Angka pengangguran Anak Muda China Melonjak 17% di area Juli 2024, Hal ini Penyebabnya

JAKARTA – Biro Statistik Nasional China mengungkapkan bahwa hitungan pengangguran di China naik 17,1 persen pada bulan Juli dari 13,2 persen pada bulan sebelumnya. Angka yang disebutkan merupakan level yang digunakan tertinggi yang digunakan dialami oleh China.
Melonjaknya pengangguran yang disebutkan disebabkan oleh memburuknya kondisi sektor ekonomi yang dihadapi negara tirai bambu itu. Disisi lain, sejumlah munculnya lulusan baru yang dimaksud masuk bursa tenaga kerja.

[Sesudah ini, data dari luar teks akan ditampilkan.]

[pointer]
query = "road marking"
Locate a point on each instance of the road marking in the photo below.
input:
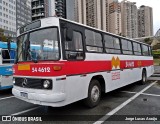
(129, 92)
(101, 120)
(28, 110)
(147, 94)
(6, 98)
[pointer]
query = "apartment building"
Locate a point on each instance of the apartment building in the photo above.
(23, 12)
(145, 21)
(80, 11)
(129, 19)
(114, 17)
(46, 8)
(8, 17)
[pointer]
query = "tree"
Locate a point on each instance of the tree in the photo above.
(3, 37)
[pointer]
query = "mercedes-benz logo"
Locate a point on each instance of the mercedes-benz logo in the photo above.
(24, 83)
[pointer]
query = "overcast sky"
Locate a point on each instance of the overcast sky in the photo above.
(155, 4)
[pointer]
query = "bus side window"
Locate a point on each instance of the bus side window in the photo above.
(5, 56)
(74, 48)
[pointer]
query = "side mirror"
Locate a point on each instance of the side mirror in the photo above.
(69, 34)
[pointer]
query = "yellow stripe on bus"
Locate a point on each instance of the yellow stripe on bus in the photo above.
(23, 67)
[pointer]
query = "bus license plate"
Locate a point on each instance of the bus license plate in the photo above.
(24, 95)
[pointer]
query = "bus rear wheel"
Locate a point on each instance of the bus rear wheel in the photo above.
(94, 94)
(144, 77)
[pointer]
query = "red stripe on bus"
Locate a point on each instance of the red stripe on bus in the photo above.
(76, 67)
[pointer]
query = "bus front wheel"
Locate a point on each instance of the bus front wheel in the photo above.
(94, 94)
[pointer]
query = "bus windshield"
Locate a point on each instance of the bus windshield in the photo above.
(39, 45)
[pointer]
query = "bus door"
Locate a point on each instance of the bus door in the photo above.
(72, 41)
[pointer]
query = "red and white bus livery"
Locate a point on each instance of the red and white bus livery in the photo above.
(72, 62)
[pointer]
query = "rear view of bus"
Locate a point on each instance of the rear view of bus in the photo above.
(60, 62)
(6, 62)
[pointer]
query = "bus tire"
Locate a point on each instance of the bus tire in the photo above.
(94, 94)
(144, 77)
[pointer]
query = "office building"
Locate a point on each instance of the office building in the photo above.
(114, 17)
(129, 19)
(23, 12)
(145, 21)
(8, 17)
(46, 8)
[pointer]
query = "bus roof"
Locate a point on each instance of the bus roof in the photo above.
(5, 46)
(85, 26)
(102, 31)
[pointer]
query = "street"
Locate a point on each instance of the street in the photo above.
(133, 100)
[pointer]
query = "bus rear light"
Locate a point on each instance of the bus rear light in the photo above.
(57, 68)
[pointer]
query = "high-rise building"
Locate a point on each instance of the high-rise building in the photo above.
(129, 19)
(104, 15)
(42, 9)
(80, 11)
(145, 21)
(23, 12)
(70, 9)
(46, 8)
(114, 17)
(92, 13)
(8, 17)
(60, 8)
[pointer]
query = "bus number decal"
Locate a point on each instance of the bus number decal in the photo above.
(41, 69)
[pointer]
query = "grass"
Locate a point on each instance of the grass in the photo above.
(156, 61)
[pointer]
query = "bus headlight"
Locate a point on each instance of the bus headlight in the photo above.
(46, 84)
(14, 81)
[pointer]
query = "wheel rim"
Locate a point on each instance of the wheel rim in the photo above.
(95, 94)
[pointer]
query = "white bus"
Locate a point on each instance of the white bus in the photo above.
(7, 56)
(75, 62)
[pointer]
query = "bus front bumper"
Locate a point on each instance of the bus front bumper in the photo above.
(39, 98)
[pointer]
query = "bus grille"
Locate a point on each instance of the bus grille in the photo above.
(31, 83)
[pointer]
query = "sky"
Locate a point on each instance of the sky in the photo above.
(155, 4)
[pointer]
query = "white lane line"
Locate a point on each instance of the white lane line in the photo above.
(100, 121)
(7, 98)
(28, 110)
(147, 94)
(129, 92)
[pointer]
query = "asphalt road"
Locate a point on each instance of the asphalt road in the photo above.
(131, 102)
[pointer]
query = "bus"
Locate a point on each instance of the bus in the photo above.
(80, 63)
(7, 56)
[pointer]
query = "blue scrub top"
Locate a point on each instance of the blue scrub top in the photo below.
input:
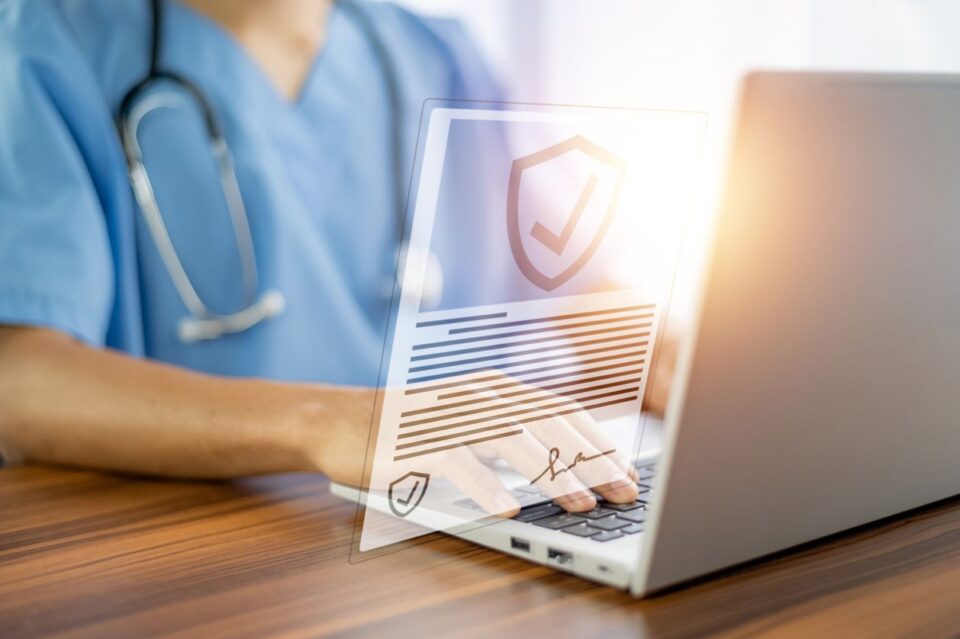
(315, 174)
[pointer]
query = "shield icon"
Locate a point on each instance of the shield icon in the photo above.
(552, 255)
(405, 493)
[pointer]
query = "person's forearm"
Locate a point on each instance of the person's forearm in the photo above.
(66, 403)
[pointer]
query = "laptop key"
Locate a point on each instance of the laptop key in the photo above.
(609, 523)
(582, 529)
(607, 535)
(559, 521)
(532, 513)
(597, 513)
(635, 516)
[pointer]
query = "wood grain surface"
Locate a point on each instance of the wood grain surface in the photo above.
(90, 555)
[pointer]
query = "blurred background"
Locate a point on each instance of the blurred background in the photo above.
(689, 54)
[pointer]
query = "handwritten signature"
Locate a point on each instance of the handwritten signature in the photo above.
(554, 457)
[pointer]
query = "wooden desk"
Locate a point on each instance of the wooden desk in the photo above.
(83, 554)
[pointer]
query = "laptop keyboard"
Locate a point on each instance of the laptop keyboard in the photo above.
(606, 522)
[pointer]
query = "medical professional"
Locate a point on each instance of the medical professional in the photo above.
(225, 316)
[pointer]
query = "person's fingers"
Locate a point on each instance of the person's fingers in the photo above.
(512, 391)
(544, 470)
(591, 465)
(477, 481)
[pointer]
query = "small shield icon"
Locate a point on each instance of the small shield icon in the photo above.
(405, 493)
(550, 254)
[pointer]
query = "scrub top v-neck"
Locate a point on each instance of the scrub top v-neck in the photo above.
(315, 173)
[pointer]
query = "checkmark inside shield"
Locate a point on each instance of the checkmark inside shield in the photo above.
(557, 243)
(413, 491)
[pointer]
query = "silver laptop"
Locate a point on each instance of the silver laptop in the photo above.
(819, 389)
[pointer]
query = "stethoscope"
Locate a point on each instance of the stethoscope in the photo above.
(139, 102)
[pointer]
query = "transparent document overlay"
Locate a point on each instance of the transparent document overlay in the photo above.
(541, 256)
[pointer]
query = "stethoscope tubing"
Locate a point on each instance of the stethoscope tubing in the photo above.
(137, 104)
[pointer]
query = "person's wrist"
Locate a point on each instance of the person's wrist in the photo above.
(330, 426)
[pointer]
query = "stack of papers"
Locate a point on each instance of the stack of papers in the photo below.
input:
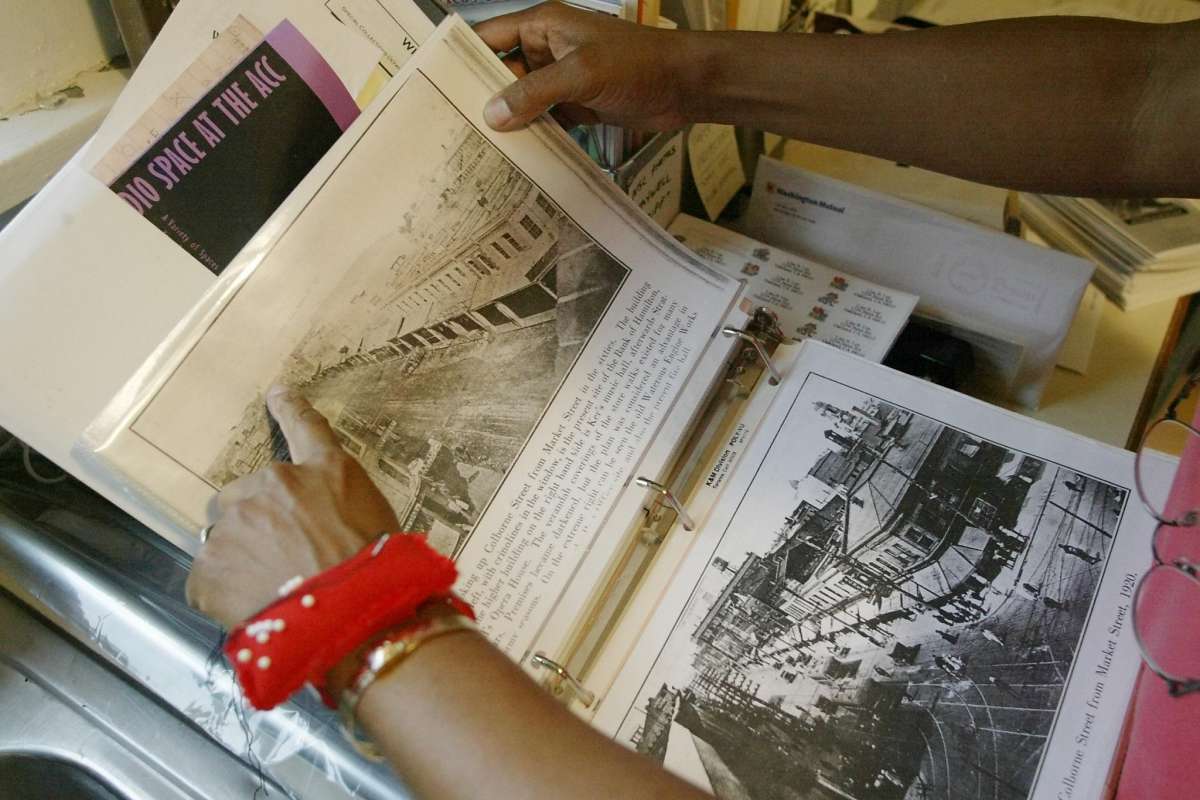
(1146, 250)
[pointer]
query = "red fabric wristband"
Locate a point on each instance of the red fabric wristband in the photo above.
(303, 636)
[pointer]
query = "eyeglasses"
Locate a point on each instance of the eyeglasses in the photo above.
(1168, 595)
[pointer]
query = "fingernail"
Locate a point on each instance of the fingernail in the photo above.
(497, 112)
(277, 391)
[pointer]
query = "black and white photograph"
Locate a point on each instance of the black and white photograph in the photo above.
(438, 347)
(892, 612)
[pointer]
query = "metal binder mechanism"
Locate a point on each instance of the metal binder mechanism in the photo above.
(563, 685)
(667, 497)
(756, 342)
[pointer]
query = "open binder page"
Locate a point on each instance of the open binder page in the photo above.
(903, 590)
(715, 463)
(495, 331)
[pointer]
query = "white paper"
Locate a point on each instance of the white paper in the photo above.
(87, 288)
(1077, 349)
(965, 275)
(810, 300)
(655, 179)
(977, 203)
(955, 12)
(715, 164)
(492, 328)
(951, 617)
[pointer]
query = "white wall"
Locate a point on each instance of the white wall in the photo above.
(46, 43)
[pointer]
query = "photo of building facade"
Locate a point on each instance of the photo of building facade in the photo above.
(904, 631)
(441, 349)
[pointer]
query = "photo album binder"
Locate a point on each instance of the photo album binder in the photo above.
(775, 567)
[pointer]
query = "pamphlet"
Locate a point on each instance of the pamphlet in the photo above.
(903, 593)
(215, 175)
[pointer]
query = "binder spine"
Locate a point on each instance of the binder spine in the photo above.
(669, 497)
(563, 685)
(760, 348)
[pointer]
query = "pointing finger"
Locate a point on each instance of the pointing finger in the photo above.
(521, 102)
(309, 434)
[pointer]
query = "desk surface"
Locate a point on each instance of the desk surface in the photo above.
(1103, 403)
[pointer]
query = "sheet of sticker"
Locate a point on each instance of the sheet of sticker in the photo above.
(810, 300)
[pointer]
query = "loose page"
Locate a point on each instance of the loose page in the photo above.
(965, 275)
(492, 328)
(78, 262)
(809, 300)
(903, 593)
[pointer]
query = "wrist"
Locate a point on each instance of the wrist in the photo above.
(705, 76)
(345, 672)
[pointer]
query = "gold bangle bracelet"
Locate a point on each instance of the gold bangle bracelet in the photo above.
(387, 656)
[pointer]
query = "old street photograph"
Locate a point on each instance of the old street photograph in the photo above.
(445, 342)
(894, 615)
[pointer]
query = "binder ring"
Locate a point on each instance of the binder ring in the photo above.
(756, 343)
(586, 696)
(671, 500)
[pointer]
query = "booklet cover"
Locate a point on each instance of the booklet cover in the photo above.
(226, 164)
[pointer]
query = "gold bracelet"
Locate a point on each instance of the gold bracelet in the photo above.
(387, 656)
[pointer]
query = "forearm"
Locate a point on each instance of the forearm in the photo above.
(1072, 106)
(459, 720)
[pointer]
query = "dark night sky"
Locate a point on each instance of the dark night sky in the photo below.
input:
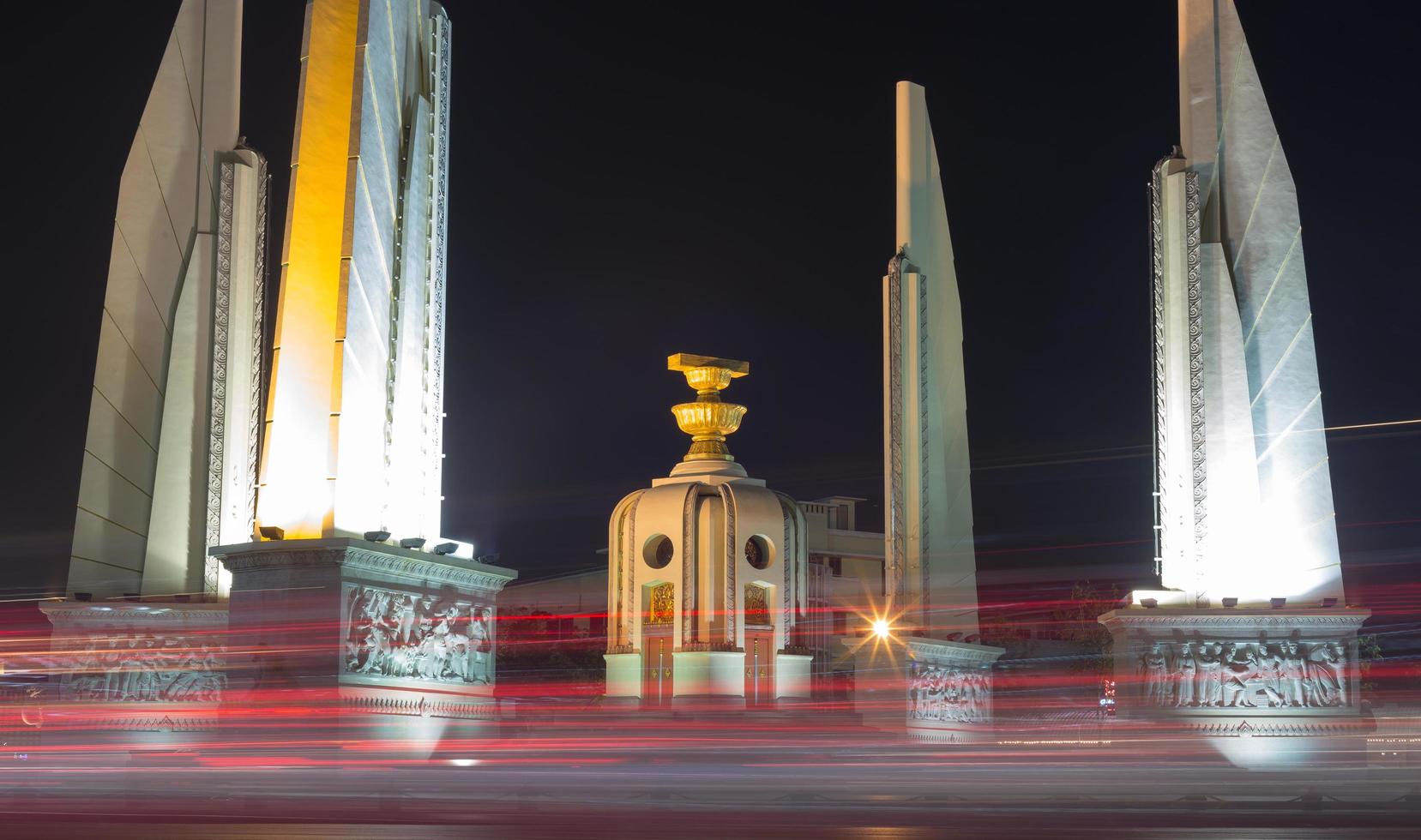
(633, 183)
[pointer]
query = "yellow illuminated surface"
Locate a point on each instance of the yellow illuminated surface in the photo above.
(303, 411)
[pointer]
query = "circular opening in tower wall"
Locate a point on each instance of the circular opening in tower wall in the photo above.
(758, 552)
(659, 550)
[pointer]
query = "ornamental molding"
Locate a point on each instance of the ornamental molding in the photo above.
(1159, 351)
(220, 336)
(153, 723)
(924, 384)
(419, 706)
(936, 651)
(688, 572)
(1272, 728)
(732, 561)
(410, 570)
(897, 511)
(154, 615)
(633, 602)
(1197, 431)
(257, 381)
(786, 559)
(1340, 621)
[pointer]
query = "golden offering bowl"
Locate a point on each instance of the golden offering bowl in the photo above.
(708, 420)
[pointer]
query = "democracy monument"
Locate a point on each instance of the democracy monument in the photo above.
(246, 531)
(259, 515)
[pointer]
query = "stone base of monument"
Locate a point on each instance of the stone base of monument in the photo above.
(138, 674)
(927, 688)
(714, 678)
(358, 645)
(1269, 688)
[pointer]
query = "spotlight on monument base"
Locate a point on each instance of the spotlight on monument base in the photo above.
(882, 628)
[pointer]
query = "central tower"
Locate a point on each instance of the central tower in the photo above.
(707, 569)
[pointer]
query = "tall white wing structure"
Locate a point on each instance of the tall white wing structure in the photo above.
(1243, 489)
(356, 412)
(170, 458)
(928, 524)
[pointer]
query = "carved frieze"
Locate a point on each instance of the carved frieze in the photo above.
(945, 694)
(142, 667)
(417, 636)
(1231, 674)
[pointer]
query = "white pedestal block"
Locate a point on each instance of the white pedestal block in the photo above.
(352, 628)
(1243, 674)
(623, 675)
(792, 675)
(144, 674)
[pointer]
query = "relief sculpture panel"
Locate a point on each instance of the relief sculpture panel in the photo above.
(1232, 674)
(947, 694)
(144, 667)
(437, 637)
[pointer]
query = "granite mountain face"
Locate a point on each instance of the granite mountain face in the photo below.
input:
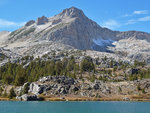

Biro statistik membeberkan kenaikan nomor pengangguran pada musim kelulusan diperkirakan akan ada sekitar 11,8 jt lulusan yang tersebut memasuki bursa kerja tahun ini. Jumlah itu naik 2% dari tahun lalu.
Melansir dari Bloomberg, buruknya bilangan bulat anak muda tidka berkerja menggalakkan China untuk memberhentikan publikasi data pengangguran pada musim panas lalu setelahnya angkanya mencapai rekor tertinggi 21,3%. Para pejabat melanjutkan rilis data ini di tempat bulan Januari dengan metodologi baru yang mengecualikan para pelajar, juga mengungkapkan bahwa data ini lebih tinggi akurat merefleksikan ukuran angkatan kerja.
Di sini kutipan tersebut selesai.